K (int, optional) – The amount of nearest neighbors in the \(\delta\)-ball. Must be at least 8 (in order to guarantee a valid statistic) and the Default is K = 13. The continuity statistic avrg_eps_star is computed by taking the minimum result over all \(k \in K\).
theiler (int, optional) – Theiler window for excluding serial correlated points from neighbourhood. In sampling time units, Default is theiler = 1.
norm (str, optional) – The norm used for distance computations. Must be either ‘euclidean’ (Default) or ‘chebyshev’
alpha (float, optional) – Significance level for obtaining the continuity statistic avrg_eps_star in each embedding cycle (Default is alpha = 0.05).

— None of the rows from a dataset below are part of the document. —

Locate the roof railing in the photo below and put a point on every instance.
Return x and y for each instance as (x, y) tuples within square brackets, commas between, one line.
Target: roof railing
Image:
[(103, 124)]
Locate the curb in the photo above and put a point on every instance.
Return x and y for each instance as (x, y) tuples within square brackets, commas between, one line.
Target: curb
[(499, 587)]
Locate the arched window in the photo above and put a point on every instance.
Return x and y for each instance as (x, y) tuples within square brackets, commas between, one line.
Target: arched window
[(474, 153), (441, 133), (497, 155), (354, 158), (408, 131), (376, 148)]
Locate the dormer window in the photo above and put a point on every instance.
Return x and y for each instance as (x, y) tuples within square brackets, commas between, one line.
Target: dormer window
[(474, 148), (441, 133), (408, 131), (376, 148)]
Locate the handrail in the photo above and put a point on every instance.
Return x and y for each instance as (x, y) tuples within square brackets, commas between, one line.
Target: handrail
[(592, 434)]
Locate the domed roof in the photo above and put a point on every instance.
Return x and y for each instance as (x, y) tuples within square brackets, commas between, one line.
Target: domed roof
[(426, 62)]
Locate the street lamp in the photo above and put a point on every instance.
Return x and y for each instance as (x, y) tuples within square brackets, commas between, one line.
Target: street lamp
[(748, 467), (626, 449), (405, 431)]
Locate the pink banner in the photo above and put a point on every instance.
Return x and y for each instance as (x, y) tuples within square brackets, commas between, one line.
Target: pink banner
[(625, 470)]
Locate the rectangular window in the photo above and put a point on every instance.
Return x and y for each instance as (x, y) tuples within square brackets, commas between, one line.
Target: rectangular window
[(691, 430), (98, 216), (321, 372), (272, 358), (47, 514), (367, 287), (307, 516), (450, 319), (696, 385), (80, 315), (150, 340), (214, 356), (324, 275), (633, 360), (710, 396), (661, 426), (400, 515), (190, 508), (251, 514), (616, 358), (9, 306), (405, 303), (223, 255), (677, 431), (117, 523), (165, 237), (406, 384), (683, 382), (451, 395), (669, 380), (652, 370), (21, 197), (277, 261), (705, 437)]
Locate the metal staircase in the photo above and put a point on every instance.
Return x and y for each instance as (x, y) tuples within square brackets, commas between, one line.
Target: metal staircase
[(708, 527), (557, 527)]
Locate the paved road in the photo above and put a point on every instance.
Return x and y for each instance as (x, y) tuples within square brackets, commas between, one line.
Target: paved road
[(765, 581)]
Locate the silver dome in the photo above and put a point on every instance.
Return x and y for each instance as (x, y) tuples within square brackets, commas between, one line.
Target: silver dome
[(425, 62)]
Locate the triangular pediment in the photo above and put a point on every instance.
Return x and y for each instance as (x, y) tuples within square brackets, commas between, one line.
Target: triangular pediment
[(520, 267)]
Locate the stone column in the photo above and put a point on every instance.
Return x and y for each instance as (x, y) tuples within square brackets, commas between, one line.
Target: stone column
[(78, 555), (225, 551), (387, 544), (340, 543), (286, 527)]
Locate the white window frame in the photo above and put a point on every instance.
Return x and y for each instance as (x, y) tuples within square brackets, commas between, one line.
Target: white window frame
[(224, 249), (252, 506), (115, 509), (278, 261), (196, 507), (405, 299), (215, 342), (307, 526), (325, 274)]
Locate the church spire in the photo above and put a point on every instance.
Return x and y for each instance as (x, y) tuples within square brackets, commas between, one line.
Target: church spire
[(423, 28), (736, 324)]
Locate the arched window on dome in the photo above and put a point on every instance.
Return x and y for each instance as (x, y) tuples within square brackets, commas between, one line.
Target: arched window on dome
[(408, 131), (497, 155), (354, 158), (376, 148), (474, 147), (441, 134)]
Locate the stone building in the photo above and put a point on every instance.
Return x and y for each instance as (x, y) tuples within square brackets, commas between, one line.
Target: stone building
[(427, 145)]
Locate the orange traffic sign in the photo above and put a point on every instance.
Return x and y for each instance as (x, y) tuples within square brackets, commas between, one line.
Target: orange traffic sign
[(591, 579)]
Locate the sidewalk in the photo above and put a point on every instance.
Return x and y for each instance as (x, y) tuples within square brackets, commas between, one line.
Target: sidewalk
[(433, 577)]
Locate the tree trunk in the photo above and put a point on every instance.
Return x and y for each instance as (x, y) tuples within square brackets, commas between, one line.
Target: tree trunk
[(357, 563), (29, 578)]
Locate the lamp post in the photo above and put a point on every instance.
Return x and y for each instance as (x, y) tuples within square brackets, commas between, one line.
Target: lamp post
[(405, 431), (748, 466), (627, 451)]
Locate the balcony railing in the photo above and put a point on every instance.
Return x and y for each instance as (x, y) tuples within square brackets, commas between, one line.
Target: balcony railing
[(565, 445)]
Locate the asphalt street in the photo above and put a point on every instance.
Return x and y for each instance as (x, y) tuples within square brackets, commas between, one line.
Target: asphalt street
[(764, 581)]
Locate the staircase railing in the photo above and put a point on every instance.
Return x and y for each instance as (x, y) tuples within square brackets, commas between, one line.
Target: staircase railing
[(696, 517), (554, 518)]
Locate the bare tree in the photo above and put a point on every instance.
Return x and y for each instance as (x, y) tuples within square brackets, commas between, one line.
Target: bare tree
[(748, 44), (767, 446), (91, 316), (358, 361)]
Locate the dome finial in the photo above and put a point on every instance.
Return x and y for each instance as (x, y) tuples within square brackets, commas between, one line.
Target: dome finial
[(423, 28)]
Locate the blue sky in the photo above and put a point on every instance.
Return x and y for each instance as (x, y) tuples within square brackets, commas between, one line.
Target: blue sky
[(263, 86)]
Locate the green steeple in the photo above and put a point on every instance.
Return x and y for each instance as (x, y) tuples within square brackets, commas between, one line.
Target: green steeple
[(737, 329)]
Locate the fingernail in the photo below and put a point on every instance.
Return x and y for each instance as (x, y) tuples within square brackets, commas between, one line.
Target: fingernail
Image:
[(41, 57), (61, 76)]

p (float, optional) – Binominal p for obtaining the continuity statistic avrg_eps_star in each embedding cycle (Default is p = 0.5).
- Returns
avrg_eps_star – The continuity statistic avrg_eps_star for each of the M time series in s for the given trajectory specified by the general embedding parameters taus and js and for all delay values specified in delays.
- Return type
numpy.ndarray (len(delays), M)
See also
Notes
The full algorithm is too large to discuss here and written in detail in Ref. [pecora2007] and in summary in Ref. [kraemer2020] .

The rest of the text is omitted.